I’ll just say a couple words on the physical design of the game, since in this sort of game art and presentation can make a big difference to the game’s ambiance and ability to evoke its source material. In many cases Cryptozoic has done a good job. The Dwarf cards are well designed, use clear and large iconography and have a nice heft to them. The resources are similarly clear, although they could benefit from some art. The boards have nice scenic landscape shots on them. Although they compare unfavorably to the much more active Lord of the Rings boards, which show people or creatures doing things, on the other hand much of the board space is going to be covered with challenge cards most of the time so this is arguably better. But – oh dear. The font sizes. The names of the challenges on the board and cards are difficult to read at 2mm high, leaving the overall design with lots of dead space and looking boring. This doesn’t cause a gameplay problem, but it does make it a bit harder to get into the spirit of the game when you can’t really tell whether you are trying to finish “Split the Rock to Let the Light Through” or “Follow Bilbo Baggins to Rescue Him”.

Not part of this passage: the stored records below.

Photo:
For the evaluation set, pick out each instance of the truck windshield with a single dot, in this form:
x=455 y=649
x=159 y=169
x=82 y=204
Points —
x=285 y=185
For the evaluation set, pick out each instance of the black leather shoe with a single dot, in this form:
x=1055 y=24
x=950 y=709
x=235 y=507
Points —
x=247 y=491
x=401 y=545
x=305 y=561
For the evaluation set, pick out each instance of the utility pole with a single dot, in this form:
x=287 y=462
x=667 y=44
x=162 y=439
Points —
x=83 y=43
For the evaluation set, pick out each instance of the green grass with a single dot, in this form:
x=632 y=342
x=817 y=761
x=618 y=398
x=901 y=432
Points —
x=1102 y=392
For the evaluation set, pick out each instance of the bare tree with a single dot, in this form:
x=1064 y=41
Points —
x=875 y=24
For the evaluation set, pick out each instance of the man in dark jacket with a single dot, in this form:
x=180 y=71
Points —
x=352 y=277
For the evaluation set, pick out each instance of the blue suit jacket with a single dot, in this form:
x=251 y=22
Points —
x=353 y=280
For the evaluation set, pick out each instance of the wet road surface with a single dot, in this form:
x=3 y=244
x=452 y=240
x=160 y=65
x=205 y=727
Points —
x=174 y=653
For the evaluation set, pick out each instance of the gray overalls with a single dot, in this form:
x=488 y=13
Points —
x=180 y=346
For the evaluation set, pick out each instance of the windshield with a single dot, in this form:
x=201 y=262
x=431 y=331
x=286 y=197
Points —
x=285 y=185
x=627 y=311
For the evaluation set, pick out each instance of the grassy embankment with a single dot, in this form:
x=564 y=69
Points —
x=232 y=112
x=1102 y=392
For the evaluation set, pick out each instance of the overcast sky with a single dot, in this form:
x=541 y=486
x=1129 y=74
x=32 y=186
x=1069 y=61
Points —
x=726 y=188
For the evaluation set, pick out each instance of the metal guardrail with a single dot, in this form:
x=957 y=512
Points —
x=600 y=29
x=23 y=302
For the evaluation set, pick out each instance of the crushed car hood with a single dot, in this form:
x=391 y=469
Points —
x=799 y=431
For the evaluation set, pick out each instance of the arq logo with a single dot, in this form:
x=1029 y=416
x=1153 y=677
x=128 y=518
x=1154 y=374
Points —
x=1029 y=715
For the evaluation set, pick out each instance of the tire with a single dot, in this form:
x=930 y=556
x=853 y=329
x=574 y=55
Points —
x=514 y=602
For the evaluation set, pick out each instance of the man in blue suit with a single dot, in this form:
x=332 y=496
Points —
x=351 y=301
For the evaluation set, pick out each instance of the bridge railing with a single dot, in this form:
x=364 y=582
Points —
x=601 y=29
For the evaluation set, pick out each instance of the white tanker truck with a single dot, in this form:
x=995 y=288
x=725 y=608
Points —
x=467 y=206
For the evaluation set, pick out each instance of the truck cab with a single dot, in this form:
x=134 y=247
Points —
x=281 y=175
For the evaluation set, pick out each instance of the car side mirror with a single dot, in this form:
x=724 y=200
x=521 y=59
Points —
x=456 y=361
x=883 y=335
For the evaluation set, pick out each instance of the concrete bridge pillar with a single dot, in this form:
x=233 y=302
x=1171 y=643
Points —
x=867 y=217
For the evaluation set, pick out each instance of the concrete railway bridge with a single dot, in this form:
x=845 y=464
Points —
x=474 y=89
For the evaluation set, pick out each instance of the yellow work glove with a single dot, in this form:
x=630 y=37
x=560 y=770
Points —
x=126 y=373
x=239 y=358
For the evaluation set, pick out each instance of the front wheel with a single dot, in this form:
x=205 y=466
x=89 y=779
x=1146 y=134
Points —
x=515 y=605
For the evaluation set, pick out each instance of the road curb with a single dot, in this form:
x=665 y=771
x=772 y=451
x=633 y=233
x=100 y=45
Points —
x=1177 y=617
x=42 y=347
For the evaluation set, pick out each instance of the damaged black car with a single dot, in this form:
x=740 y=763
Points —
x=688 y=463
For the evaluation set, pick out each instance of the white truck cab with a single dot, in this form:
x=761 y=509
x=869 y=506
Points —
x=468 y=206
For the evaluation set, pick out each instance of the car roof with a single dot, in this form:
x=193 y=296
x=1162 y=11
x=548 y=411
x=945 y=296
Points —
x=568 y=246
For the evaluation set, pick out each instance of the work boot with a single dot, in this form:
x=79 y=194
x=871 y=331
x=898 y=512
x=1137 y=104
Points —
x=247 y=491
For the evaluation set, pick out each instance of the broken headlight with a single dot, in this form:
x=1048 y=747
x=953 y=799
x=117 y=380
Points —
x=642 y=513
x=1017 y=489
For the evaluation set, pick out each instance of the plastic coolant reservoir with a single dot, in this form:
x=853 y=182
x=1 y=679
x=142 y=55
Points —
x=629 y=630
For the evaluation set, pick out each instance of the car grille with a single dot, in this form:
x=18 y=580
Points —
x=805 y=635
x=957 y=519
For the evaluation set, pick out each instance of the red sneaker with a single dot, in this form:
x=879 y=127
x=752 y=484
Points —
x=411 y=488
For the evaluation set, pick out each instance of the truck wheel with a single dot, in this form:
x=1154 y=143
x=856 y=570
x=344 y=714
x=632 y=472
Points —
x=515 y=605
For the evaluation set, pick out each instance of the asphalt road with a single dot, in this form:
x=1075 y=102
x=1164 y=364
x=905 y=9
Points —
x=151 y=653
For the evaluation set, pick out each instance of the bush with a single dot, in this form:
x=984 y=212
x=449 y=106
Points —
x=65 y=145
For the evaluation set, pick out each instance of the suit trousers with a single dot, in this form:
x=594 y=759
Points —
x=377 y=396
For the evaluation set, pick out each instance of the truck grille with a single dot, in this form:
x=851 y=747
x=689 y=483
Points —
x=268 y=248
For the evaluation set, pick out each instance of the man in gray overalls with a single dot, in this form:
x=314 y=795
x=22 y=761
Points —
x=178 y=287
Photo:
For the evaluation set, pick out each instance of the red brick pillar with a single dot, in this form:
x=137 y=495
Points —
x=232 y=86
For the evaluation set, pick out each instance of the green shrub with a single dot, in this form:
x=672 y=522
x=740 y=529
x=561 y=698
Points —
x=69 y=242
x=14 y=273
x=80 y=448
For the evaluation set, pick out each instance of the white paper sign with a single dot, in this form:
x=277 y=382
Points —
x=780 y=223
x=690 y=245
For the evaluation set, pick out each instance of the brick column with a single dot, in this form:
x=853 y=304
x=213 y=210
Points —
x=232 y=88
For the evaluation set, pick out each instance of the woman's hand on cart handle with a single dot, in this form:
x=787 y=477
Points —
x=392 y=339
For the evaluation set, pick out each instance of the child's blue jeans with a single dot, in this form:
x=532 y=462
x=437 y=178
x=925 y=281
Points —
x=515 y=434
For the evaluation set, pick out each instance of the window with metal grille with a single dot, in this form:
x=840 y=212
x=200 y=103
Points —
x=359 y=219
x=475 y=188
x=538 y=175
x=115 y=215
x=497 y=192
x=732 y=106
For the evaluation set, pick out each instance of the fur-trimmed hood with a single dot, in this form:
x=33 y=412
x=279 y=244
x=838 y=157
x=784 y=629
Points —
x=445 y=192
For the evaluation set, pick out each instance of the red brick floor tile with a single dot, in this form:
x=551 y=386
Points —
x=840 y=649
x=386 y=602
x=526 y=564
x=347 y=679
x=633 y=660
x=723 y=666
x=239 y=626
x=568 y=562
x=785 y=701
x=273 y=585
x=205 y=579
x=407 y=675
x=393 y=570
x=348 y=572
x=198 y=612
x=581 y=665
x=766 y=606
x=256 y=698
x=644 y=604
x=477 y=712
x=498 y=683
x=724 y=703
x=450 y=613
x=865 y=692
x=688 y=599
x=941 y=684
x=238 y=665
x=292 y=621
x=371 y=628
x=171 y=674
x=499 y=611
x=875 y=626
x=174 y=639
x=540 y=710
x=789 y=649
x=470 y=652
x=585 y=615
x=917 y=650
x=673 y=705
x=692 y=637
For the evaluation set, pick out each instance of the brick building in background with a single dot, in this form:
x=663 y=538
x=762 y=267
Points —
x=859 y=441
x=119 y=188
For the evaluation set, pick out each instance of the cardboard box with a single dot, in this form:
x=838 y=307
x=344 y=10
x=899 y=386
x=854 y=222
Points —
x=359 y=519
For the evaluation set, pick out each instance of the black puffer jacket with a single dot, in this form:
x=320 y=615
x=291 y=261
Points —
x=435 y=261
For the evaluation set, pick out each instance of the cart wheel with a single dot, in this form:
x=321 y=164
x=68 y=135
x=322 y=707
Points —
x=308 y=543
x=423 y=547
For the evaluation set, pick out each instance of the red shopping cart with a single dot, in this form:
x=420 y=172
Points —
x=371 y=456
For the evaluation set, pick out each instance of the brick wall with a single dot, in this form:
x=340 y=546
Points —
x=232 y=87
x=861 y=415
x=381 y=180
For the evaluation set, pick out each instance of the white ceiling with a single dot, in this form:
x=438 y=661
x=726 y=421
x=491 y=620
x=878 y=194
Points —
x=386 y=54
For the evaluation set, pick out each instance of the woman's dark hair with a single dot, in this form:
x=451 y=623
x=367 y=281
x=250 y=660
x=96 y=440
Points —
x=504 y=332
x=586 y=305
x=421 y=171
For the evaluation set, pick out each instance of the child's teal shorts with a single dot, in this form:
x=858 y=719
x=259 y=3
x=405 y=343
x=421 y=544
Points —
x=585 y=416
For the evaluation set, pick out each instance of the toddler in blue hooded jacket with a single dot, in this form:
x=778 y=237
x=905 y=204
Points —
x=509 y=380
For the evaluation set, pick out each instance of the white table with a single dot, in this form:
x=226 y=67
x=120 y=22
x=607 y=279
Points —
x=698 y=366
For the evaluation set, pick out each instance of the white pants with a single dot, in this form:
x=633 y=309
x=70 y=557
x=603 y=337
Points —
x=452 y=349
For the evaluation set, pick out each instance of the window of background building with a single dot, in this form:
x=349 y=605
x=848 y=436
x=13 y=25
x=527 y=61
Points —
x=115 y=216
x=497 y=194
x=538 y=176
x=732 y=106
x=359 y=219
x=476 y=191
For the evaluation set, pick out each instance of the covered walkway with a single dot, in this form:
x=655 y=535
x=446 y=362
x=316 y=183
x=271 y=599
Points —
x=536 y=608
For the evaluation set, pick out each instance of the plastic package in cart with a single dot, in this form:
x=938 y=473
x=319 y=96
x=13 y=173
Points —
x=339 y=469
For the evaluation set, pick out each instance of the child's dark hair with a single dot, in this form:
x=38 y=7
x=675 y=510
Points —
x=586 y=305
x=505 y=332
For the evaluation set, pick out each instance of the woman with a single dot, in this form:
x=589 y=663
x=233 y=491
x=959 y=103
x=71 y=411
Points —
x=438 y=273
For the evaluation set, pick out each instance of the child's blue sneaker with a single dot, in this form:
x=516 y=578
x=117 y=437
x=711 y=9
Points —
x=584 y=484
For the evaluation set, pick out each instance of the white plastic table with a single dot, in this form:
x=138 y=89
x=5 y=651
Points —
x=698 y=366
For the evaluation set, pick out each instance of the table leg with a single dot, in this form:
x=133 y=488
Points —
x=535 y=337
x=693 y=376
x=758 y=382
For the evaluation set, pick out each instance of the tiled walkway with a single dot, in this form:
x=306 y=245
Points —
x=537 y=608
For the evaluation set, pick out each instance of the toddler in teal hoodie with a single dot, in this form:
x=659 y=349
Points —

I liked The Hobbit. It’s a classic Knizia design, elegant in gameplay but with subtlety to the strategies. The characterizations and narrative elements are economical but very effective. Decision are fraught with ambiguity and risk. It doesn’t ask the player to make unimportant or uninteresting decisions and doesn’t waste their time. The mechanics of playing the game are kept to a minimum (just two rolls of the dice each turn) so the players can get on with the interesting discussion and decision making. The game has a narrative momentum and pulse, although like Lord of the Rings you’ll need to move up through the difficulty levels to get the full experience. Unfortunately, while it’s reasonably satisfying on its own, it won’t feel complete until the Desolation of Smaug (at least) can be linked up to it. With only two boards, it still works, is short, and has all the elements I want from a medium-weight Knizia. But it feels truncated. I’m really looking forward to getting the full experience.